On 06/03/2013 10:58 AM, Thomas COUDRAY wrote:
Hi all,
I have a question about isolating apps from each other. I use the samsung
default policy.
*From The SELinux Notebook p299:*
Use of MLS categories to isolate apps
But when I use ps -Z, all app processes are labeled like this
"u:r:untrusted_app:s0" / "u:r:system_app:s0" / "u:r:samsung_app:s0".
There are all in the same category (s0).
That mean that any process can interact with an s0 process from a
category perspective.
And all processes with the same type (untrusted_app_t) and no
categories (s0) can affect each other from a selinux perspective.
Someone tell me that the reason maybe why all untrusted apps have no
categories is to protect the remaining system resources that do have
categories.
But I can't find system resources that have a category. Where are MLS used?
I don't know if I misunderstand something, but can any app (in the
same label) affect another app (from a selinux perspective) ?
If it's true, how can I isolate my own new app? (make a new policy and
use type-enforcement on it ?)
I assume you are referring to the Galaxy S4 policy?
If so, then my impression is that they are not using the per-app MLS
category support from our sample policy but are instead only using MLS
categories for their container implementation. I can't speak to the
specifics of that, as it was done by Samsung, not us. You can see for
yourself by looking at their seapp_contexts configuration file and
seeing how/if it uses the levelFrom and level specifiers.

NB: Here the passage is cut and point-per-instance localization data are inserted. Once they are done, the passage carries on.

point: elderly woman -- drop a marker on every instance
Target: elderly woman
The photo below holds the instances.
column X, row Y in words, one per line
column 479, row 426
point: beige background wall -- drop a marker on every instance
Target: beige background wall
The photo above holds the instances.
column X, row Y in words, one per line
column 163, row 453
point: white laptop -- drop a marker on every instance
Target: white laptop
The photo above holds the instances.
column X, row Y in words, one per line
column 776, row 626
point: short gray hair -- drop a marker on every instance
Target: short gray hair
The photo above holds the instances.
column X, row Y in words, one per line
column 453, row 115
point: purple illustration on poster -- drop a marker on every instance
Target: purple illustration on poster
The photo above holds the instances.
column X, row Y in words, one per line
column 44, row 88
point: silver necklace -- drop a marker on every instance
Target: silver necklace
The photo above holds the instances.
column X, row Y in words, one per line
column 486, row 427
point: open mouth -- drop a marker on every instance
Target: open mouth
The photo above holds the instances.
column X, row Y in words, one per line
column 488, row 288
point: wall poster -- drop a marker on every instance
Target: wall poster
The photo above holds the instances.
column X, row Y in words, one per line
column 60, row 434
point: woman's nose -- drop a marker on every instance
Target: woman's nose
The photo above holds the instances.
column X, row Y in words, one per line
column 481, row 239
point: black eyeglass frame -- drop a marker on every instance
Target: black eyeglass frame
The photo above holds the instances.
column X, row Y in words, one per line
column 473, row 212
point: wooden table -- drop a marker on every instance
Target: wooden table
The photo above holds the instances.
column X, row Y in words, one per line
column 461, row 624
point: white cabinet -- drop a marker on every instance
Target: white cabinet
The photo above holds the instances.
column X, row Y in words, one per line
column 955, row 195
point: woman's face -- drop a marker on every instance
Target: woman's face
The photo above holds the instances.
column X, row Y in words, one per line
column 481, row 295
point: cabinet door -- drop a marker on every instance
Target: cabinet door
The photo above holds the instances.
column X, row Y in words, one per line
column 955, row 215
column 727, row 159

Assuming that is correct, you do not have SELinux-enforced separation
between every app, only between "containers" (however that is defined).
You do however have separation between untrusted_app and other
domains/types on the system, so exactly how untrusted_app can interact
with samsung_app or other app domains or system domains like vold, and
how untrusted_app can access system files is all controlled by the TE
policy.
Also, my understanding is that the GS4 shipped with SELinux in
permissive mode by default, so you will have to put it into enforcing
mode yourself to have it enforce anything. At least the model I have
seen also disabled all AVC logging, so you would need to rebuild the
kernel from source to enable that for policy debugging.
If you are able to replace the seapp_contexts configuration on the
device or override it via /data/security/seapp_contexts, you could
re-enable the levelFrom support if you want such isolation, or you could
define a separate TE domain for your app.